Devenir parent d'adolescent

Les parents que je rencontre ont souvent l’impression de ne pas savoir comment réagir aux premiers signes de l’adolescence : leur enfant s’esquive, se mure, s’oppose, répond, ne veut rien faire, se moque de tout, et donc, leur échappe de plus en plus. Démunis face à celui qu’ils croyaient connaître et qu’ils découvrent sous un nouveau jour, ils craignent souvent de commettre des impairs et de rompre un dialogue rendu parfois fragile par les tensions qu’il génère. Comment, par conséquent, se muer en « bon parent » d’adolescent ?

Avant de répondre à cette question, il convient de rappeler que le « bon parent » n’existe pas et qu’il est dans l’ordre des choses de se voir malmener par son enfant à l’adolescence.  En outre, le comportement de ce dernier dépend d’interactions propres à chaque famille et il serait absurde de délivrer une méthode type valable pour tous les parents.

Cependant, ce constat ne dispense pas de donner quelques conseils à ceux qui souhaiteraient mieux saisir ce qui se joue à l’adolescence et qui voudraient parvenir à prendre le recul qui fait souvent défaut dans la gestion des relations  familiales.

Pour ce faire, nous reprendrons ici les 10 recommandations adressées aux parents par les pédopsychiatres Philippe Jeammet et Denis Brochereau,  dans leur ouvrage La Souffrance des adolescents (La Découverte, 2007).

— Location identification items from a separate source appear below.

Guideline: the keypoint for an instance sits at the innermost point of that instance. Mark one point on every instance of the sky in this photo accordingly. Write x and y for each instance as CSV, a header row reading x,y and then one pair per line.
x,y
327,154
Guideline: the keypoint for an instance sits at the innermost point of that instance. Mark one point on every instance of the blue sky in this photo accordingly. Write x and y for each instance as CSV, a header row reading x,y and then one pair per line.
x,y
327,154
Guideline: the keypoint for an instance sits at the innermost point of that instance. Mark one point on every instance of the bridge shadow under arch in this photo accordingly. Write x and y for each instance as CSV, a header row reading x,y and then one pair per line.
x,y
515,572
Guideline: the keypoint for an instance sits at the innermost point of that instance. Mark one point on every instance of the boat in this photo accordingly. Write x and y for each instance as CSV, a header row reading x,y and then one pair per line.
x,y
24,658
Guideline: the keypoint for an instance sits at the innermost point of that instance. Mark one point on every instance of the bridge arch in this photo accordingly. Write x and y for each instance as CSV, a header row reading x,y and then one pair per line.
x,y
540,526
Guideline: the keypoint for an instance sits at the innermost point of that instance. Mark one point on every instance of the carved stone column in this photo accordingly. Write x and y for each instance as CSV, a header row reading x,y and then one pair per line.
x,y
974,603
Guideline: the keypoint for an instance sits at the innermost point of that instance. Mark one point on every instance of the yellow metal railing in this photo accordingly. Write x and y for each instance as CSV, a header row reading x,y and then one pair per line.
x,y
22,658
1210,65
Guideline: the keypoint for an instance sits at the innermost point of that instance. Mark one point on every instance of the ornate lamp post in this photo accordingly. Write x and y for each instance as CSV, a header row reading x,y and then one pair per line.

1. « Redéfinir les relations » : les parents doivent accepter que l’adolescence de leur enfant modifiera l’équilibre familial établi jusqu’alors. Bien que déstabilisant, ce processus de maturation est nécessaire et il serait vain de vouloir conserver à tout prix les relations antérieures.

2. « Ne pas confondre les rôles et rester à la place » : l’adolescent a besoin, pour se construire, de s’identifier et de se confronter à des modèles fiables. L’adulte doit garder sa place d’adulte, et se rendre compte qu’il constitue une référence pour son enfant en mal de repères.

3. « Ne pas esquiver les conflits » : l’adolescent acquiert son identité propre en se détachant de ses premiers objets d’amour, à savoir, ses parents. La confrontation avec eux constitue donc une étape structurante pour le jeune, à condition qu’elle demeure verbale, et que les mots employés n’attaquent pas trop violemment les interlocuteurs. En s’opposant à ses parents, l’adolescent se distingue, s’affirme et s’affranchit, ce qui constitue un pas vers l’autonomie.

4. « Dialoguer » : les parents ne doivent pas rompre le dialogue avec l’adolescent, même si celui-ci les a blessés. La bouderie lui est réservée, et les adultes doivent prendre les attaques de leur enfant avec plus de recul, avec plus d’humour, en évitant de mépriser ses propos pour ne pas le reléguer au rang d’enfant, étymologiquement, « celui qui ne parle pas ».

5. « Discuter à la demande de certains thèmes délicats » : le silence parental n’est pas forcément condamnable à propos des rapports affectifs et sexuels. En effet, les parents ne doivent pas se montrer trop intrusifs à cette période, et les adolescents préfèrent souvent trouver les informations qu’ils recherchent par leurs propres moyens. Cependant, l’expérience de leurs parents possède une grande importance à leurs yeux. Ces derniers doivent donc l’aborder avec pudeur et essayer de parler vrai, en reconnaissant leurs propres erreurs au besoin.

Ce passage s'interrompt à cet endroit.